The Wallace family was awake early, comforting their much-loved dog, Kona, who was dying of kidney failure. Brittany went online to research a paper she was writing on horse slaughter. She saw a brown mare with a grisly leg wound on the Facebook page of Omega Horse Rescue and Rehabilitation in Pennsylvania, a nonprofit organization.
“I saw a picture of her head and I saw her eyes,” Brittany said. “I told my mom, ‘I think I found Scribbles.'”
Brown mares are as common as mud. Omega’s founder, Kelly Smith, thought the Wallaces were another family carried away by wishful thinking. But she agreed to look for the scar they said would be on the horse’s backside.
“I thought there’s absolutely no way this is remotely possible. When you have a brown horse, there are just so many of them, maybe 200 to 300 a week. What are the chances? But I picked up the tail the next day and saw a half of a horseshoe scar, just as they had described. There were tears on both ends of the phone,” Smith said.
Brittany’s parents, Scott and Kay Wallace, said the family bought Scribbles for their daughter when she was 8½. “When she was a little girl, she would lay down in the paddock with Scribbles and a book. She and Brittany grew up together,” Scott Wallace said.
With all the passion of a little girl with her own horse, Brittany taught Scribbles to bow, extending one leg and lowering her front half.

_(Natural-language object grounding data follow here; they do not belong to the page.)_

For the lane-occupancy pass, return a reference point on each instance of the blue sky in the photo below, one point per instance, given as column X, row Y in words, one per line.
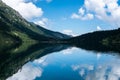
column 74, row 17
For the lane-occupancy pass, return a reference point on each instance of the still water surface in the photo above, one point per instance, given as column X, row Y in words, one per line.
column 71, row 64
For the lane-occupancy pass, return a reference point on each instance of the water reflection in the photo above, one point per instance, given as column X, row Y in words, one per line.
column 71, row 64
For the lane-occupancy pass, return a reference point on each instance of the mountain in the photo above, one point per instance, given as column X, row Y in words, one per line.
column 99, row 40
column 14, row 28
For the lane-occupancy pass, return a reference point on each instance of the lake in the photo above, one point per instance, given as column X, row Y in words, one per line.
column 60, row 62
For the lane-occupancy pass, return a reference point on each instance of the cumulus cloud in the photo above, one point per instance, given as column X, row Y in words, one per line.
column 43, row 22
column 27, row 9
column 68, row 32
column 106, row 10
column 99, row 28
column 82, row 16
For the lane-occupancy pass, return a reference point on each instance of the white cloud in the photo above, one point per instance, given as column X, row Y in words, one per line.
column 27, row 9
column 68, row 32
column 49, row 1
column 99, row 28
column 43, row 22
column 82, row 17
column 106, row 10
column 28, row 72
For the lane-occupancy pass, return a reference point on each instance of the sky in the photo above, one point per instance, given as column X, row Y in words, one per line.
column 73, row 17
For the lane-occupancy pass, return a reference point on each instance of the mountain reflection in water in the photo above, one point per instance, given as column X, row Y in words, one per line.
column 59, row 62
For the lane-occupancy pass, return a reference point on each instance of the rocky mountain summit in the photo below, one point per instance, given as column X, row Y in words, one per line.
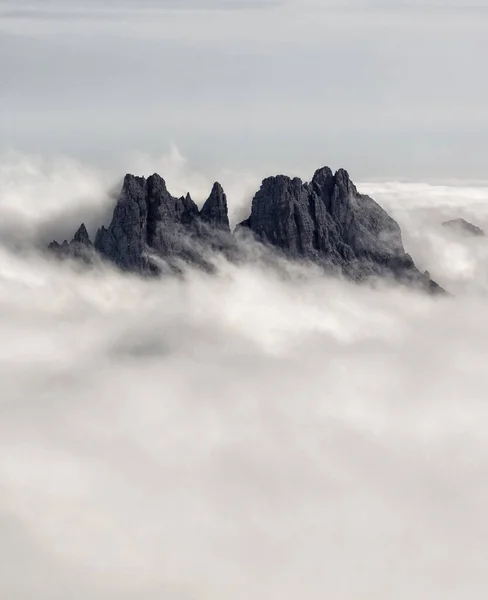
column 326, row 221
column 464, row 227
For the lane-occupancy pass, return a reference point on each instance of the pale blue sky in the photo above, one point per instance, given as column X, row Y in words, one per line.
column 384, row 89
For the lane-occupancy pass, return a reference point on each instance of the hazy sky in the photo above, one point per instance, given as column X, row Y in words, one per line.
column 242, row 435
column 388, row 89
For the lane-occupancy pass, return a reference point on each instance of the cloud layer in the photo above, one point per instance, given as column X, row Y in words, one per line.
column 242, row 435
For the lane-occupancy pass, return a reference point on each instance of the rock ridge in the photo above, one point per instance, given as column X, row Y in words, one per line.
column 326, row 221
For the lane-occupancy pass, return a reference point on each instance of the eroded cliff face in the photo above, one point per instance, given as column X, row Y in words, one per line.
column 326, row 221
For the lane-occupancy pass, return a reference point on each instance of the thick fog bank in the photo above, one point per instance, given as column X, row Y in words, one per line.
column 240, row 435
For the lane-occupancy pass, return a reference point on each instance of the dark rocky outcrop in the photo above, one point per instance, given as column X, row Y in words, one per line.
column 325, row 221
column 79, row 247
column 328, row 222
column 463, row 227
column 148, row 220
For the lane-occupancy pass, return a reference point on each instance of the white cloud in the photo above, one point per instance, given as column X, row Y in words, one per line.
column 241, row 436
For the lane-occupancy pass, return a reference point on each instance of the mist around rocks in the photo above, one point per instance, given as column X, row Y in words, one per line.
column 241, row 434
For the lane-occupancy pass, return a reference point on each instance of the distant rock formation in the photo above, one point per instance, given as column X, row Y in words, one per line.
column 325, row 221
column 79, row 247
column 464, row 227
column 328, row 222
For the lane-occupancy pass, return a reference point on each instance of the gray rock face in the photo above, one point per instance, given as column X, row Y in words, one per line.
column 325, row 221
column 328, row 222
column 464, row 227
column 79, row 247
column 149, row 220
column 214, row 211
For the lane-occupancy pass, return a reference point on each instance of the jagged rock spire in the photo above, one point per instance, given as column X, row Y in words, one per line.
column 215, row 211
column 326, row 221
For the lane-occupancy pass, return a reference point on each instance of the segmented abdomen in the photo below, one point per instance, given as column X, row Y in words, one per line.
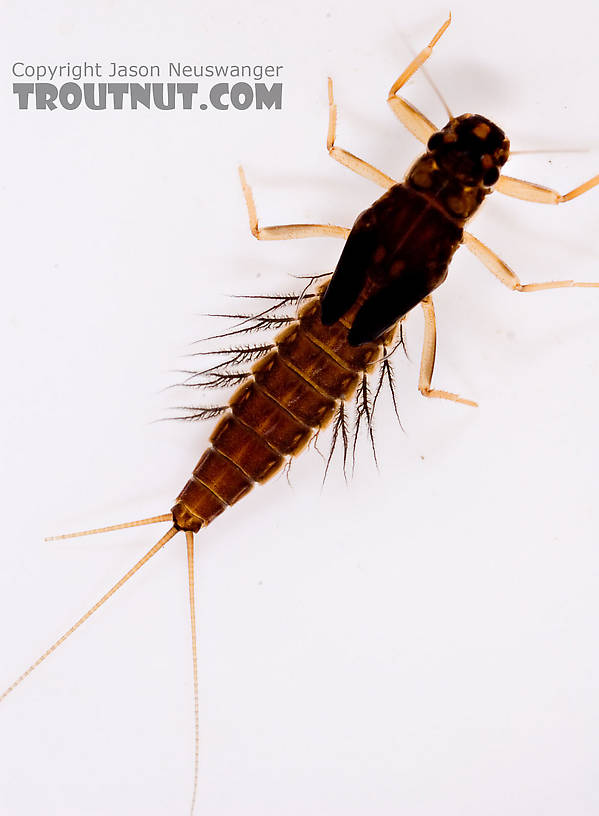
column 293, row 391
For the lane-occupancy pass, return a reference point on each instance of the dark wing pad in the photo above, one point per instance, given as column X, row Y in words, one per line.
column 385, row 307
column 350, row 273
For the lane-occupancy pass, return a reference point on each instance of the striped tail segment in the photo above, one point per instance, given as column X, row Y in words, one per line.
column 293, row 391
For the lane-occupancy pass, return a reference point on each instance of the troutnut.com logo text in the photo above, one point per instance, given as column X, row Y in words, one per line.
column 54, row 87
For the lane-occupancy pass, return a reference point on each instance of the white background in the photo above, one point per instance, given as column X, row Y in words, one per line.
column 423, row 641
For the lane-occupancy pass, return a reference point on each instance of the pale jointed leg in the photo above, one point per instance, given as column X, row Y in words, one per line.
column 348, row 159
column 415, row 121
column 285, row 232
column 528, row 191
column 427, row 362
column 507, row 276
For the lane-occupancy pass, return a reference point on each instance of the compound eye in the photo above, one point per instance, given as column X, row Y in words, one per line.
column 435, row 141
column 491, row 177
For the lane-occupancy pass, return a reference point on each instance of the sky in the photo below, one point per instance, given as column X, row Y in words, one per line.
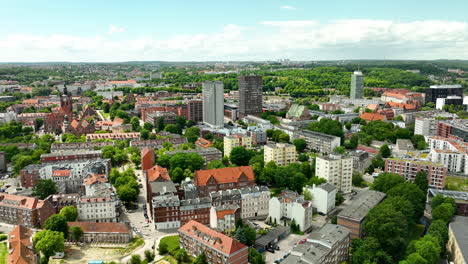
column 239, row 30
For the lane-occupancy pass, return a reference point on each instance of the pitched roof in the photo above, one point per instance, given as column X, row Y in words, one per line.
column 157, row 173
column 211, row 238
column 372, row 117
column 223, row 175
column 21, row 249
column 91, row 227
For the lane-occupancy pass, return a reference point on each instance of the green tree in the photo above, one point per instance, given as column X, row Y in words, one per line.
column 300, row 144
column 240, row 156
column 44, row 188
column 386, row 181
column 76, row 233
column 421, row 181
column 149, row 255
column 385, row 151
column 162, row 248
column 246, row 235
column 70, row 213
column 48, row 242
column 57, row 222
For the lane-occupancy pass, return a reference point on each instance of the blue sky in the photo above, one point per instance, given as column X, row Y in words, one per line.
column 103, row 30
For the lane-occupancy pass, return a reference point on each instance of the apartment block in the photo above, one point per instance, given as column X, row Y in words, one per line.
column 337, row 170
column 237, row 140
column 408, row 168
column 196, row 238
column 290, row 206
column 328, row 245
column 281, row 153
column 353, row 216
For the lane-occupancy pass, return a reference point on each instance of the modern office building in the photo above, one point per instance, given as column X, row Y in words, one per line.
column 250, row 95
column 213, row 104
column 357, row 85
column 337, row 170
column 443, row 91
column 281, row 153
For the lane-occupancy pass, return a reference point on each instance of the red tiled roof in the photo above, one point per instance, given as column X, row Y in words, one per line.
column 91, row 227
column 212, row 238
column 20, row 251
column 223, row 175
column 157, row 173
column 372, row 117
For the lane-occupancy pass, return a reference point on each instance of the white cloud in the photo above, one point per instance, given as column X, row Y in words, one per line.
column 115, row 29
column 288, row 7
column 297, row 40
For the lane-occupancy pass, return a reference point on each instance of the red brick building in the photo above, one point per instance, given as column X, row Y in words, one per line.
column 223, row 179
column 23, row 210
column 196, row 238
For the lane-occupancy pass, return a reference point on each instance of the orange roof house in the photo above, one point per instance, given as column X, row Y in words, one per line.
column 20, row 246
column 372, row 117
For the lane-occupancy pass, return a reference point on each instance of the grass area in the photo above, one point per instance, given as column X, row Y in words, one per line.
column 134, row 244
column 455, row 183
column 171, row 241
column 417, row 232
column 3, row 253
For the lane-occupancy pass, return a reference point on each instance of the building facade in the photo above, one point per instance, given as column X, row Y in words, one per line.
column 337, row 170
column 250, row 95
column 281, row 153
column 196, row 238
column 213, row 104
column 408, row 168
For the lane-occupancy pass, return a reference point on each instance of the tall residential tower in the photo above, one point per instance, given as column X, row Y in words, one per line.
column 250, row 95
column 213, row 104
column 357, row 85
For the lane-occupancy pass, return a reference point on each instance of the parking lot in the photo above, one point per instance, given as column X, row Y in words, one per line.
column 285, row 246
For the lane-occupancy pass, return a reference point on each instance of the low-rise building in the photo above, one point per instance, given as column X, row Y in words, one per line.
column 233, row 141
column 352, row 217
column 323, row 197
column 20, row 246
column 223, row 179
column 408, row 168
column 328, row 245
column 119, row 233
column 281, row 153
column 290, row 206
column 337, row 170
column 457, row 244
column 23, row 210
column 196, row 238
column 223, row 218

“I’ve reunited racehorses with their owners because racehorses have a tattoo on their lip. But I’ve never reunited a horse that had no visible (obvious) markings,” Smith said in a telephone interview from Pennsylvania.
‘It was incredible’
As the story circulated, via social media and a Pennsylvania newspaper, there were skeptics. One man called Smith a liar and accused her of working for PETA (People for the Ethical Treatment of Animals).
But Smith was there the December night the Wallaces came to collect Scribbles.
“The horse knew them instantly. She knew her family. When Brittany went in the stall, (Scribbles) just started bowing and bowing and bowing. She went on and on. In all my years of dealing with horses, I have never witnessed what I saw that night. It was incredible,” Smith said.
“I do believe things happen for a greater good. A horse who nearly lost her life brought a whole new awareness that sometimes people’s horses are wanted; not all (horses in the kill pens) are old and ready to go to slaughter. Look at all the good that has come from this one situation.”
The Humane Society of the United States used part of Brittany’s March 12 testimony in a YouTube video, which urges passage of the Safeguard American Food Exports (SAFE) Act to prohibit horse slaughter in the U.S. and end the export of more than 150,000 American horses a year that are slaughtered as food for human consumption. The bill was introduced this year in the Senate by Sen. Mary Landrieu, D-La., along with Sen. Lindsey Graham, R-S.C. A similar bill was introduced in the House by Reps. Patrick Meehan, R-Pa., and Jan Schakowsky, D-Ill.
“We have made ending the slaughter of America’s horses for human consumption one of our top priorities,” Keith Dane, the society’s director of equine protection, said in a written statement. “Americans don’t eat horses, and 80 percent of voters strongly oppose slaughtering horses for their meat. That’s because American horses are our trusted companions and partners in recreation, work and sport — not dinner.”
The Wallaces said they sold Scribbles to another Cape farm after Brittany, now 17, got older and started riding more competitively. But the family retained the right of first refusal, meaning they could buy Scribbles back if they didn’t approve of anyone else trying to buy her. They visited for a couple of years, but found the horse gone one day. Kay Wallace said no one could explain where she was.
The Wallace family had actually adopted another horse from the feedlot at New Holland, Pa., never dreaming they would one day find their brown mare there.